Yves Béhar says about half of the staff at his San Francisco Fuseproject office rides a bike to work. When the design firm recently partnered with Landscape Forms to create a line of sustainable outdoor furniture, shelves for bike racks was one of the features the firm decided to build into the new MultipliCITY line. "We wanted to create things that were more responsive to the way people ride bikes today. For instance, they have more luggage when they go to work than for a ride in the park," Béhar says. The new system is "acknowledging the fact that people are biking to work with bags with computers in them."
This detail, like the rest of the line, both acknowledges and encourages already-growing behavior patterns among urban dwellers. The other MultipliCITY pieces—a bench, a table, and trash and recycling cans—"recognize the fact that we’re working everywhere, not just at home," Béhar tells Co.Design. "It’s been a new trend to have meetings outside, or walking meetings, so the system has the elements to allow for different types of possible interactions."

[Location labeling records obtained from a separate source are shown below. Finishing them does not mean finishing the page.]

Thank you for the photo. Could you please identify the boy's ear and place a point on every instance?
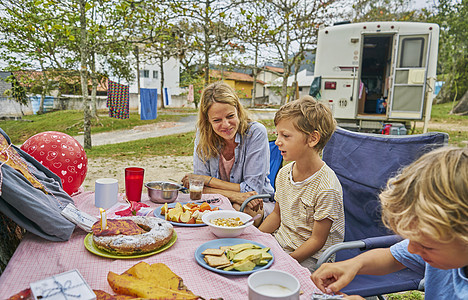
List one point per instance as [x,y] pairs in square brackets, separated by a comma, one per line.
[313,139]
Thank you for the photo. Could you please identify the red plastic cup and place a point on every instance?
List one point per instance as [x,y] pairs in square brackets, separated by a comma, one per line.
[134,183]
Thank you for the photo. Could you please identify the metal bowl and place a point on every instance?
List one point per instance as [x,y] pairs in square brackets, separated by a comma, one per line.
[163,191]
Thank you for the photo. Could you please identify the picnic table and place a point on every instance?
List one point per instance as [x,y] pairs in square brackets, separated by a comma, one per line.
[36,258]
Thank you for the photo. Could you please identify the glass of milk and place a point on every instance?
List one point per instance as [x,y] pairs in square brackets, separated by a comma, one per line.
[273,284]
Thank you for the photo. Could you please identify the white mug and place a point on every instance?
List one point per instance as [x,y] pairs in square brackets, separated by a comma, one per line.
[273,284]
[106,192]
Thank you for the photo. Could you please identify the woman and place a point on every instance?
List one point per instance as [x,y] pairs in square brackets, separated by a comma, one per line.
[231,151]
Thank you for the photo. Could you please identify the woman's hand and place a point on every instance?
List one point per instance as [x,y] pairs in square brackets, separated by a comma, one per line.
[354,297]
[185,180]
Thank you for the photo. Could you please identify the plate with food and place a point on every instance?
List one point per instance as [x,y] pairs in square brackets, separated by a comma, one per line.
[233,256]
[130,237]
[184,214]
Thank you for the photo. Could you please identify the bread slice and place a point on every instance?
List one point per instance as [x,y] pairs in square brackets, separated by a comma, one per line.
[216,260]
[216,252]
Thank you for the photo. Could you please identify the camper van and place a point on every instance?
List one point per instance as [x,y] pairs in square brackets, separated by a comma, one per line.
[376,74]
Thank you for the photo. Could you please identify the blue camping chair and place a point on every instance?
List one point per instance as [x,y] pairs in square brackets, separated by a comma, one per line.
[363,163]
[276,161]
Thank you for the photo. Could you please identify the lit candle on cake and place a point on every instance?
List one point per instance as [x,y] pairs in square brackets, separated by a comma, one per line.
[103,218]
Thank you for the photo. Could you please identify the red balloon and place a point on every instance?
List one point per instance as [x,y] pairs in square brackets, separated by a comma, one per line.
[61,154]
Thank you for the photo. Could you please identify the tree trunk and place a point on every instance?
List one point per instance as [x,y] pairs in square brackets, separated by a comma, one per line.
[94,86]
[462,106]
[84,76]
[93,96]
[445,95]
[161,68]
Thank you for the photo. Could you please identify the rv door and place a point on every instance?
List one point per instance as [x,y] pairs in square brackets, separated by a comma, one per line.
[409,77]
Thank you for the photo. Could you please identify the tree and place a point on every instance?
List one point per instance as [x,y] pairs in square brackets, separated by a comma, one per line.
[253,30]
[453,53]
[157,34]
[63,35]
[381,10]
[30,42]
[294,27]
[17,92]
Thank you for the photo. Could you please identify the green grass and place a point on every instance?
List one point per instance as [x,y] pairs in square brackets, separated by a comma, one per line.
[71,122]
[440,114]
[177,145]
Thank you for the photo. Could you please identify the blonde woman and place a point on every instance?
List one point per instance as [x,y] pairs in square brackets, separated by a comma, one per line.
[231,151]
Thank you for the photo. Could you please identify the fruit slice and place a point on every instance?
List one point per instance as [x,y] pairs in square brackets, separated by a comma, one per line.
[205,206]
[185,216]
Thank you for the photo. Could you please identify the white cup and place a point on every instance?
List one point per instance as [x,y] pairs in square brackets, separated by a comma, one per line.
[273,284]
[106,192]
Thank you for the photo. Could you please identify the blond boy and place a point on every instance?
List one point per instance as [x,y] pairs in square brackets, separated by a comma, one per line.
[308,216]
[428,205]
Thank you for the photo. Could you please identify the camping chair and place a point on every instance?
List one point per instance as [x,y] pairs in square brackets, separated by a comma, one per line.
[363,163]
[276,161]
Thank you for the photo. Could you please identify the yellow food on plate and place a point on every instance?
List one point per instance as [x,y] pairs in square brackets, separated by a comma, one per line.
[227,222]
[154,281]
[189,213]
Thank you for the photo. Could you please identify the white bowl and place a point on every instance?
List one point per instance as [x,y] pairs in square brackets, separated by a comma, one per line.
[273,284]
[224,231]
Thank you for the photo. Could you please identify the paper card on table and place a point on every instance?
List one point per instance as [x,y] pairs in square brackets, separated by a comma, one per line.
[68,285]
[80,218]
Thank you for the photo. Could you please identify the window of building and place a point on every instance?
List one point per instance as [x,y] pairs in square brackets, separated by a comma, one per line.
[144,73]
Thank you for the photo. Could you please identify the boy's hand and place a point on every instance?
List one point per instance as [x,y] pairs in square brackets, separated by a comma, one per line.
[332,277]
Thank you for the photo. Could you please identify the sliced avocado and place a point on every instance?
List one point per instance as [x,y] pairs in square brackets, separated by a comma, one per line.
[240,247]
[230,255]
[231,267]
[262,262]
[255,258]
[245,265]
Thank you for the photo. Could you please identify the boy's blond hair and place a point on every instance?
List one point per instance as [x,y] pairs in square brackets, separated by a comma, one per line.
[430,197]
[309,115]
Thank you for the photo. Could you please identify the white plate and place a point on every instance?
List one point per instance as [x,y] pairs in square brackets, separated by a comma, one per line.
[215,244]
[157,213]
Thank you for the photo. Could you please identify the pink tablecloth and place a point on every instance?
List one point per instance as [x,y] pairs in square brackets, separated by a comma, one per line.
[37,258]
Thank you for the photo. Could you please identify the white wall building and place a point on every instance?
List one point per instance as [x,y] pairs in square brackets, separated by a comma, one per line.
[266,76]
[150,78]
[304,80]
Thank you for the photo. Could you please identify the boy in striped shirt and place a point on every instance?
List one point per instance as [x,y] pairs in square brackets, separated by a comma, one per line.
[308,216]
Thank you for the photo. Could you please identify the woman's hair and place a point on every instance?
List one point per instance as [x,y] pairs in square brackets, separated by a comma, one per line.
[430,197]
[210,143]
[309,115]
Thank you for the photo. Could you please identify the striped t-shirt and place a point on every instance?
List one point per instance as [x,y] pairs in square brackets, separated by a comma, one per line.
[316,198]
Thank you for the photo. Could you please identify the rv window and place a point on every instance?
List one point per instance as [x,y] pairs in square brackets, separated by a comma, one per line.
[315,87]
[412,52]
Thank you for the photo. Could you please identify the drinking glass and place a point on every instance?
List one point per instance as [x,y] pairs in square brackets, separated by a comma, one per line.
[134,183]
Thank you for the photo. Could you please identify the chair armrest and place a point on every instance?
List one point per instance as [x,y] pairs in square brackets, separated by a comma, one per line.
[365,244]
[337,247]
[246,201]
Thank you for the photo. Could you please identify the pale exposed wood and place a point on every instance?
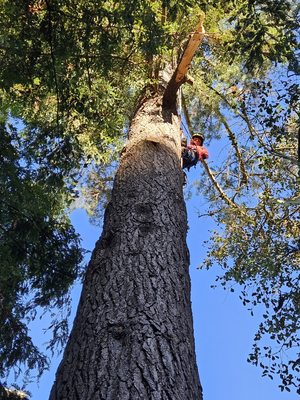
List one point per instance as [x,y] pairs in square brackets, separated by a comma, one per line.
[188,54]
[180,74]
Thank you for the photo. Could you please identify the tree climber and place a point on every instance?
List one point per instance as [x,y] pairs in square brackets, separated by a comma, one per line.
[193,152]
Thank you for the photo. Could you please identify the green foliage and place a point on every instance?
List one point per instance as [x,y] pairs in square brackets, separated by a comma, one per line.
[39,250]
[257,242]
[71,72]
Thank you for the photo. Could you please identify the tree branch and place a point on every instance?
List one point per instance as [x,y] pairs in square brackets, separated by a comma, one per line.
[234,142]
[217,186]
[179,75]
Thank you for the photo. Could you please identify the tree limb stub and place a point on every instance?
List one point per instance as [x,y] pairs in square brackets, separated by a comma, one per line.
[179,76]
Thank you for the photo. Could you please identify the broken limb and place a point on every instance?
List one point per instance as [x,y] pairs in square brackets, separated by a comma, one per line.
[179,76]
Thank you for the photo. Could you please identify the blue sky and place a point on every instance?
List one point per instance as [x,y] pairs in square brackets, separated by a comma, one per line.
[223,327]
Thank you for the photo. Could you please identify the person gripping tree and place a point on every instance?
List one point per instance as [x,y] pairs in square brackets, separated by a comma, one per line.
[193,152]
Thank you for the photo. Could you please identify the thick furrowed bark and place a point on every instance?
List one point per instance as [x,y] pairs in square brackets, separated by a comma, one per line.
[133,333]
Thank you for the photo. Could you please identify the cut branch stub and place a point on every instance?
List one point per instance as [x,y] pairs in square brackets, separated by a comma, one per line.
[179,76]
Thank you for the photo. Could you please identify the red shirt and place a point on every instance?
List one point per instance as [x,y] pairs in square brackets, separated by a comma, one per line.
[201,150]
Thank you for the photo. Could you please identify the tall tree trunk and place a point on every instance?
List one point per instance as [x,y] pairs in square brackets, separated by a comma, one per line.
[133,333]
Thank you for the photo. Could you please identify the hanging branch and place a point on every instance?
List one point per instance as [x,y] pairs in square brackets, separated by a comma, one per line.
[186,114]
[218,187]
[252,130]
[235,145]
[50,32]
[180,74]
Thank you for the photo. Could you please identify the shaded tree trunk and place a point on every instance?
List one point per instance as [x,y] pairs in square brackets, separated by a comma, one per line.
[133,333]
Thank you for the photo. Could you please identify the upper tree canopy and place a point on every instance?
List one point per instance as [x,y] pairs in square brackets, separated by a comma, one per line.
[71,72]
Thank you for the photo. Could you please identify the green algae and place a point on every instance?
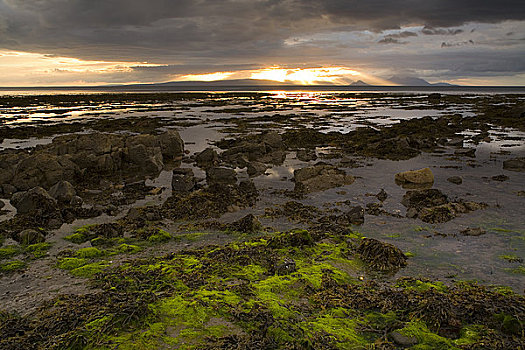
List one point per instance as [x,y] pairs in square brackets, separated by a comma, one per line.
[89,253]
[128,249]
[77,238]
[160,236]
[191,237]
[9,251]
[71,263]
[520,270]
[421,285]
[427,340]
[202,297]
[510,324]
[80,235]
[38,250]
[88,270]
[11,266]
[336,327]
[511,258]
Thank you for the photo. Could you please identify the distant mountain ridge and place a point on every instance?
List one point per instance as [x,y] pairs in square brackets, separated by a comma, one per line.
[414,81]
[398,80]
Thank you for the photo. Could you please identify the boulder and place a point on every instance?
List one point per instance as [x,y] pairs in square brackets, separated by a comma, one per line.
[354,216]
[477,231]
[306,155]
[207,158]
[35,200]
[171,144]
[148,160]
[402,340]
[418,177]
[320,177]
[256,168]
[380,255]
[183,180]
[247,224]
[43,169]
[147,140]
[466,152]
[514,164]
[382,195]
[456,180]
[63,191]
[287,267]
[76,201]
[221,176]
[28,237]
[424,198]
[500,178]
[273,140]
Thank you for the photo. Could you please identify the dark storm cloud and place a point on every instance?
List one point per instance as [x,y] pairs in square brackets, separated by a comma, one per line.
[390,40]
[440,31]
[459,43]
[219,27]
[394,38]
[202,36]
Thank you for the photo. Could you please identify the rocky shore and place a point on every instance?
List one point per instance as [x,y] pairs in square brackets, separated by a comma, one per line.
[137,230]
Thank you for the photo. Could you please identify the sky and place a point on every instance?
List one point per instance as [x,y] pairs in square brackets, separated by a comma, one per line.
[93,42]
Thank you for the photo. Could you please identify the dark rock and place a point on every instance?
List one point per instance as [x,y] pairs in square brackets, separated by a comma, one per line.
[412,213]
[402,340]
[28,237]
[63,191]
[274,157]
[515,164]
[43,170]
[347,162]
[354,216]
[306,155]
[320,177]
[76,201]
[247,224]
[294,238]
[35,200]
[500,178]
[424,198]
[273,140]
[256,168]
[457,180]
[381,256]
[478,231]
[7,190]
[171,145]
[286,267]
[221,176]
[417,177]
[183,180]
[455,141]
[465,152]
[207,158]
[382,195]
[148,160]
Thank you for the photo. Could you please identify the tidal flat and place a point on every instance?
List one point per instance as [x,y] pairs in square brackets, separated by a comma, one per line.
[271,220]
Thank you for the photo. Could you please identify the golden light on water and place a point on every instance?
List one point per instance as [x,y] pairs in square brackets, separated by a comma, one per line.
[206,77]
[307,76]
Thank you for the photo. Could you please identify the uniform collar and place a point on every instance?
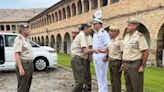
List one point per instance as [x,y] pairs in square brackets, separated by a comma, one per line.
[100,30]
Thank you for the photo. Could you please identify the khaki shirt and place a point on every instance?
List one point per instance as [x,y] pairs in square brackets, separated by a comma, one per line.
[115,48]
[133,46]
[23,46]
[78,43]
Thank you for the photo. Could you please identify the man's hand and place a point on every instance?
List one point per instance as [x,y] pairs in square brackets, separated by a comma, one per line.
[96,50]
[141,69]
[21,71]
[105,59]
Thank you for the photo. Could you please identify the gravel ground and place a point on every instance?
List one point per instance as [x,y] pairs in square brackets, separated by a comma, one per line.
[53,80]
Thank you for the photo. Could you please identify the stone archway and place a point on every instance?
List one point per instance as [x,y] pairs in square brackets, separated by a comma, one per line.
[58,43]
[160,47]
[67,43]
[39,40]
[52,41]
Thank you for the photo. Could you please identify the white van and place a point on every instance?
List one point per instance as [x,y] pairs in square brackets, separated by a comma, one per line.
[43,56]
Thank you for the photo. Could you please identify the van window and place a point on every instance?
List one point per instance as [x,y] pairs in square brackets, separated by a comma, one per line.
[9,40]
[33,44]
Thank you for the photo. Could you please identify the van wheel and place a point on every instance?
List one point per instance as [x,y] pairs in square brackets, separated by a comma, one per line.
[40,64]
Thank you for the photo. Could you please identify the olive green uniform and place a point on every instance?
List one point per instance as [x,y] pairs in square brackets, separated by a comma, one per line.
[78,61]
[133,45]
[115,62]
[22,46]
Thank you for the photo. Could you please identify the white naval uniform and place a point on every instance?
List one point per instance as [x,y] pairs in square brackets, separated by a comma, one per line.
[101,40]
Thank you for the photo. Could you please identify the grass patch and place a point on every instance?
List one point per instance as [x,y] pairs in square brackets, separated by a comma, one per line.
[153,77]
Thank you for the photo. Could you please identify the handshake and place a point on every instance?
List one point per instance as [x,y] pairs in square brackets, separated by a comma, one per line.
[98,50]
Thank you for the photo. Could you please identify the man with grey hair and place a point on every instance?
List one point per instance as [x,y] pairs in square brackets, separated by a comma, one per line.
[23,57]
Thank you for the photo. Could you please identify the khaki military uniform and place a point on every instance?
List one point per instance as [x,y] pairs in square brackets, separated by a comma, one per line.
[78,61]
[133,45]
[23,46]
[88,72]
[115,62]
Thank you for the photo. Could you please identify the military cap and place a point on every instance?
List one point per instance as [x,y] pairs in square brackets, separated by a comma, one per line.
[114,29]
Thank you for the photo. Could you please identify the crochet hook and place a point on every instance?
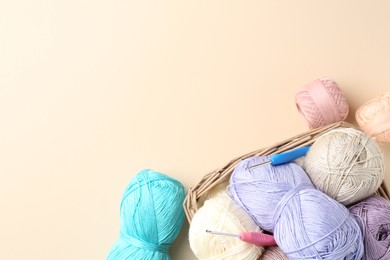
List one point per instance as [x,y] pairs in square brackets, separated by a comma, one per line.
[256,238]
[285,157]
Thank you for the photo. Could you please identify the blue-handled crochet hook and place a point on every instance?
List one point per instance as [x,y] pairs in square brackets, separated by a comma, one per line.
[286,157]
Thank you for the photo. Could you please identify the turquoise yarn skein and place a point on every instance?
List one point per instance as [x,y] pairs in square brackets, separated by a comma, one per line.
[151,216]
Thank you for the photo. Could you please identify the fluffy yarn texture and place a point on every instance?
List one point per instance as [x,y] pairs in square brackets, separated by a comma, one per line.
[307,224]
[373,118]
[273,253]
[221,213]
[345,164]
[322,102]
[151,217]
[373,217]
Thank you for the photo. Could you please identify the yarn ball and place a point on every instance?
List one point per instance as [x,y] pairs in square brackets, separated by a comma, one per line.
[151,216]
[307,224]
[345,164]
[221,213]
[322,102]
[373,217]
[373,118]
[259,190]
[273,253]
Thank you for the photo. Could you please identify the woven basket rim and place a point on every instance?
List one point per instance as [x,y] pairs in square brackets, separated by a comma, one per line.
[219,175]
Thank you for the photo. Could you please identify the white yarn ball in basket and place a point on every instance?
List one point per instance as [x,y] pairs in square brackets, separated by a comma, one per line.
[221,213]
[345,164]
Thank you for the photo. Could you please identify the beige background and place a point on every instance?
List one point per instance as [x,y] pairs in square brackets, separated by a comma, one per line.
[93,91]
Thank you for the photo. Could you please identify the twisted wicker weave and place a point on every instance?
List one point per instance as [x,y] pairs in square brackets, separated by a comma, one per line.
[222,174]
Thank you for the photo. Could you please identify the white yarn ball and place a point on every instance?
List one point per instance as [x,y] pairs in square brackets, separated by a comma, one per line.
[221,213]
[345,164]
[273,253]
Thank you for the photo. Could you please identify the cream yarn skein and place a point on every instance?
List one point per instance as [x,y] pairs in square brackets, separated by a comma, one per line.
[345,164]
[373,118]
[221,213]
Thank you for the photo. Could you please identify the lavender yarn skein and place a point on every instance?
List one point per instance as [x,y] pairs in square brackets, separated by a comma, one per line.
[373,217]
[260,189]
[307,224]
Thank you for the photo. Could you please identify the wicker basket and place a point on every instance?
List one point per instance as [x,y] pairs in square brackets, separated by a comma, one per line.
[210,180]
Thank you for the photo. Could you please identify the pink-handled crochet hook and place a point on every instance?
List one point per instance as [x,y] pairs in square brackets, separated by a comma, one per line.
[256,238]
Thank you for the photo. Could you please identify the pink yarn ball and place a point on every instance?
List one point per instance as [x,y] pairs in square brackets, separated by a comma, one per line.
[373,118]
[322,102]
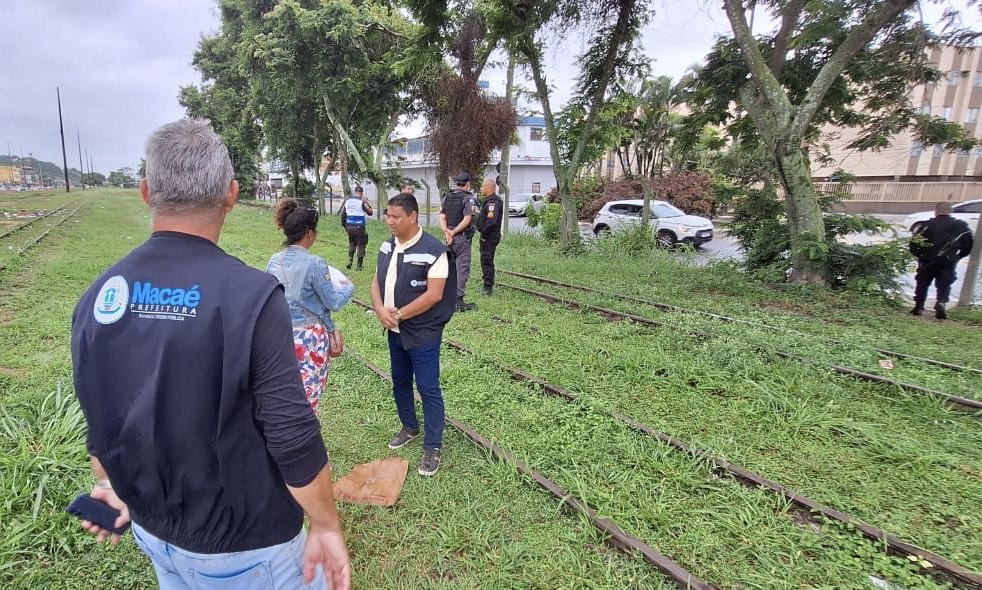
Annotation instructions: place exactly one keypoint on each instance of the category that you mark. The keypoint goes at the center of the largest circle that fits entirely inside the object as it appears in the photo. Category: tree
(94, 179)
(453, 101)
(615, 25)
(847, 62)
(223, 97)
(335, 64)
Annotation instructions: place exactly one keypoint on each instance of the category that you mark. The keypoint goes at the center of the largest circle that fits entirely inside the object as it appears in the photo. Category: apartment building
(957, 97)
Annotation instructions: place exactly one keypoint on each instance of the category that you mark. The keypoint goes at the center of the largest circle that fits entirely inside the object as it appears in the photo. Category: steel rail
(616, 536)
(748, 477)
(723, 318)
(955, 400)
(38, 239)
(34, 220)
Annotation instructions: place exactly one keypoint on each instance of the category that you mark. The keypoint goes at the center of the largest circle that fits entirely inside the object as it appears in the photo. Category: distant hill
(48, 169)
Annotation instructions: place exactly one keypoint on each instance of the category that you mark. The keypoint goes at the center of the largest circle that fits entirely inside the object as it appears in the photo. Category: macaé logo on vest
(110, 303)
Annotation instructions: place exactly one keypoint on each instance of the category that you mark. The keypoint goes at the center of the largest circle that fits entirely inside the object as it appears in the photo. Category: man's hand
(108, 496)
(387, 317)
(327, 549)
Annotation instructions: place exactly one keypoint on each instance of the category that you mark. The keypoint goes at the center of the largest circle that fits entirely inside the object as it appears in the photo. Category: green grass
(897, 460)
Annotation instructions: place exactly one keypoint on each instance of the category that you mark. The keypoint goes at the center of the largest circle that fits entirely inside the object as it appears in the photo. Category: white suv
(968, 212)
(670, 223)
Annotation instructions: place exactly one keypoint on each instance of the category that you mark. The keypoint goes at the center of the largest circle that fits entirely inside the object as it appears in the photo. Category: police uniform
(489, 224)
(457, 205)
(354, 214)
(938, 244)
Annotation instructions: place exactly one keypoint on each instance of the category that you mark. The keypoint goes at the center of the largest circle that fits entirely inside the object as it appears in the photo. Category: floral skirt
(311, 345)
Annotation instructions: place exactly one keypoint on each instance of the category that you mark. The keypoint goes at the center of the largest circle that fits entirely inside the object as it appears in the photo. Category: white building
(531, 164)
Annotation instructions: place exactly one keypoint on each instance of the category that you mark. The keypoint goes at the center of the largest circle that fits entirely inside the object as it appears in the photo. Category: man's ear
(233, 195)
(145, 191)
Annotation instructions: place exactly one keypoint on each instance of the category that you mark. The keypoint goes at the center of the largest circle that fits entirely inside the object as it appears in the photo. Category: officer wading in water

What makes this possible is the novel design and shipping solution that Béhar and his team developed. Instead of building hulking pieces of furniture, MultipliCITY is a system of flat-packed structures and brackets and screws that can be shipped internationally at a lower cost. Once they’ve made it to their future home—say, an office in Germany, or a new park in Argentina—the landscape architects who ordered the pieces source the horizontal surfaces from local outfits. Then, the pieces can be arranged in the layout that’s best for the site.
The system echoes the design ethos of Fuseproject’s Public Office desk for Herman Miller, which uses modular pieces to allow for impromptu collaborations. MultipliCITY is similarly responsive, Béhar says. "Rather than furniture just dropping in an area, it’s a tool for others to be creative with."